Slater Steel Inc. reported net earnings of $487,000 for the year ended December 31. This compares to net earnings of $9.2 million during the same time the previous year. For fiscal 2002, the company recorded a loss from continuing operations of $2.6 million versus earnings from continuing operations of $5.4 million.
"Although Slater's 2002 financial performance was negatively impacted by the sluggish economy and high levels of imports, we continued to take steps to strengthen the company's long term competitive position," said Paul Kelly, president and CEO, Slater Steel Inc. "We continued to aggressively manage controllable costs and focus on optimizing our core steel making assets which led to the divestiture of Renown Steel, a non-core asset, and the acquisition of Slater Lemont, which provides the company with a strategic and cost effective platform for growth."

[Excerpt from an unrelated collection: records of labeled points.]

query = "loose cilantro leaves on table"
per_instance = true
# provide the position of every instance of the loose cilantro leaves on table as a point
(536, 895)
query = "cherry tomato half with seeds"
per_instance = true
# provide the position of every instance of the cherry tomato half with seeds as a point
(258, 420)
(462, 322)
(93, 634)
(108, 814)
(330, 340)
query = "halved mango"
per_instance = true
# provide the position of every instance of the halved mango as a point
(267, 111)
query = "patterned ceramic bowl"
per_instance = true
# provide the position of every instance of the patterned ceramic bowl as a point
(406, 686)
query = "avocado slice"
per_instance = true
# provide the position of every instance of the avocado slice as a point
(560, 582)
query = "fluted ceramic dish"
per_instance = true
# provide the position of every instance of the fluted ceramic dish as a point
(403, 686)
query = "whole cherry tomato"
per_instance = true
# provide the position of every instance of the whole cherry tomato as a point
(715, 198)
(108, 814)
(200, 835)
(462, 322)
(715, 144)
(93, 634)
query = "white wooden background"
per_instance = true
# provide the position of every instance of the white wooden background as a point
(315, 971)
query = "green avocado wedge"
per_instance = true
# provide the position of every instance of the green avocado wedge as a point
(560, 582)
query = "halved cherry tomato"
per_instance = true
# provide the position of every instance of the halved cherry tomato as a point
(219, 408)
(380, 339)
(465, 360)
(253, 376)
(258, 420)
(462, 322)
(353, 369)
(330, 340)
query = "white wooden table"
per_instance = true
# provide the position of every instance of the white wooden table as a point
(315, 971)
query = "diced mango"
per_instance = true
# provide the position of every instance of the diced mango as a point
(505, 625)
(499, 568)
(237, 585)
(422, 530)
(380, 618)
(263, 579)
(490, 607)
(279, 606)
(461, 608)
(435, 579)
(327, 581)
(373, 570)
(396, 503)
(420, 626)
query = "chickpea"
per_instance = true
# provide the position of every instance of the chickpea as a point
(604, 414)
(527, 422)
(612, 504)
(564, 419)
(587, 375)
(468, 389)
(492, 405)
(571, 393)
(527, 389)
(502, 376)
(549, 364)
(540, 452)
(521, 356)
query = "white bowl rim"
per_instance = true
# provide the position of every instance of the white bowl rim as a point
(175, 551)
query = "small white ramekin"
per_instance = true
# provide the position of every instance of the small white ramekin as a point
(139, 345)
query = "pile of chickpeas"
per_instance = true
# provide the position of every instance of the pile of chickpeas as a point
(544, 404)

Consolidated sales for the year were $691.9 million, compared to $705.3 million the previous year. For the last quarter of the year consolidated sales were $162.6 million, compared to $166.1 million in the corresponding period a year earlier.
The company also noted that currently, rising commodity costs - specifically natural gas, nickel, scrap and electricity, all key inputs in the steel making process - are increasingly impacting Slater Steel's liquidity. The company also said that it is negotiations with lenders regarding the refinancing of its debt.